With its collection of 3000 works of audiovisual art going back to the 1960s, Argos is the country’s largest guardian of the heritage in this field. On Sunday 1 May the arts centre is joining forces with Heritage Day, which this year has the title Armoe Troef (Poor as Church Mice) and, in about 600 separate activities, will try to highlight poverty and the people in the past who found it difficult to make ends meet.
In the Black Box screening room we are presenting The canal neighbourhood: my world?, three films from Argos’ collection intended to link up with the overall theme of the Heritage Day. Argos is located in the canal neighbourhood – an area with an eventful history and still in the midst of transformation – and the works are about migration and deprivation, as well as about the day to day activities of its inhabitants and the past and the prospects the immediate surroundings offer.
For her intense work Pour vivre, j’ai laissé (2004), Bénédicte Liénard went to the Klein Kasteeltje (reception centre for asylum-seekers) on the canal-side. The asylum-seekers themselves did the camerawork. In this way the film shows the human side of life in this widely-known place in Brussels: subjective stories of the flows of migration in Belgium, the outpourings and worries of people who are in many cases surviving in atrocious conditions.
In Jef Cornelis’ informal essay Brussel, scherven van geluk (1995), the local community in the borough of Molenbeek represents contemporary Brussels. A place which, forty years ago, was a typical suburb is now known to its many immigrants as ‘Molem, mon village’. The past is traced through archive material, and Cornelis portrayed the often very poor inhabitants of Molenbeek sixteen years ago; the situation today is little different. This unusual documentary is based on the notion that inhabitants of Brussels still cling to the fantasy of progress as propagated by Expo 58, a dream which has now collapsed into a ruin.
For Boulevard d’Ypres/Ieperlaan, Sarah Vanagt used her own street, Ieperlaan, as the setting and the subject. Urban development is forcing out the Mediterranean shops that give this street its specific appeal.

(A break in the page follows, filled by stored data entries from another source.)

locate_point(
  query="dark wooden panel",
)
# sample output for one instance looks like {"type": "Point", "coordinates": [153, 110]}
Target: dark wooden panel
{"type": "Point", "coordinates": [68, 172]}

To record the memory of the street she speaks to the shopkeepers, Salvation Army staff and all those who cross her path/pavement. She tells their stories in the form of fairytales.

Programme:
14:00 – 15:00
Bénédicte Liénard - Pour vivre, j’ai laissé
2004, video, 30’26", colour, several languages spoken, English subtitles.

15:00 – 16.30
Jef Cornelis - Brussel, scherven van geluk
1995, video, 57’24", colour and black & white, Dutch spoken, English subtitles.

17:00 – 18:00
Sarah Vanagt - Boulevard d’Ypres/ Ieperlaan
2010, video, 65’, colour, Dutch, French and English spoken, English subtitles.